这是一条长街。
街上有干净的花朵,有造型的草坪,有低矮的屋落,有落日的余晖。
她慢步踱在街上,听见屋里有争吵,天上飘的是油烟和乌鸦。所有声音都是远远的,小且模糊,甚至都没有自己的呼吸声音大——呼吸声本也就不大。
在夕阳的映射下,整条街渲染出艳丽又清淡的红色。她一袭白衣上,染得也是温存的阳光。
她想起自己出生的那座山,怪石嶙峋,是一座骨瘦如柴的山,充满了“枯瘦”和“破败”。山上几乎是没有生灵的,但就是这份安静,让她瞬间爱上了这座山。
往深山里走,腹谷里出现了一片大沼泽,咕嘟咕嘟地冒着沸腾的水泡。炸开的泥水像溅射的炮弹,将周围的大石头撞得粉碎:温度在这腹地里越来越高,这里就像一口锅,想要把她困在这里,熬成一锅乱炖。
可她并不排斥,她根本未曾感受到丝毫的危机。
沼泽中心的雾气是最浓的,里边的身形影影绰绰,是一个面容严峻的枯瘦男子。男子仿佛早就知道她的到来,瞧她不着片缕,瞧她举手投足。他眼神里投射出的都是沉重的石头,看不出是热切还是窘迫,总之眼睛有了神。他轻轻别过头去,石子砂砾就聚在了她的身上化作衣裳。
他说,你是我这里的第一个生命,来,让我好好看看。
她听着奇怪的嗓音,感觉他的声音也充满了枯萎和颓丧,那种懒散的腔调瞬间引起了她的好奇心,就像是半夜突兀地叫出声然后又沉沉睡去的乌鸦。她心中倒是没有什么忌惮,是因为他的表情并不可怕,她觉得,没事的。
男子说,我即是山。
她回过神来,发觉自己沿着长街走了许久,走了好远。日头将下,天边映出的是今天最后一抹霞光,然后倏忽不见,日头掉在了山谷里;街上一片昏暗,又马上被街边的灯火照亮。
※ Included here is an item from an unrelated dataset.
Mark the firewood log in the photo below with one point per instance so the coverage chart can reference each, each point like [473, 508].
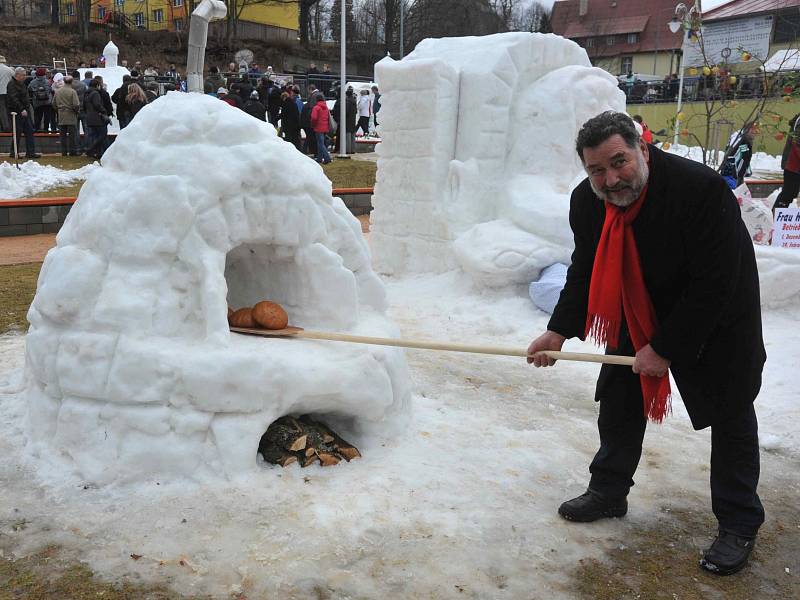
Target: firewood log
[275, 455]
[328, 460]
[286, 434]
还是只她一个,在街上踱来踱去,脚还踢踏这石子,可石子对她来说太沉了,踢不动。
那一日,她见到的景象是她余生的噩梦。整座山上弥漫的都是金黄色的雾气;原本沼泽里的雾气给她的感觉是很轻松的,可是这种雾气却浓稠得像沼泽一般,甚至能将山上的石头压碎——她不敢出声,含着眼泪不停地哆嗦,看着一位女子按住山的头颅,让山跪倒在沼泽之上。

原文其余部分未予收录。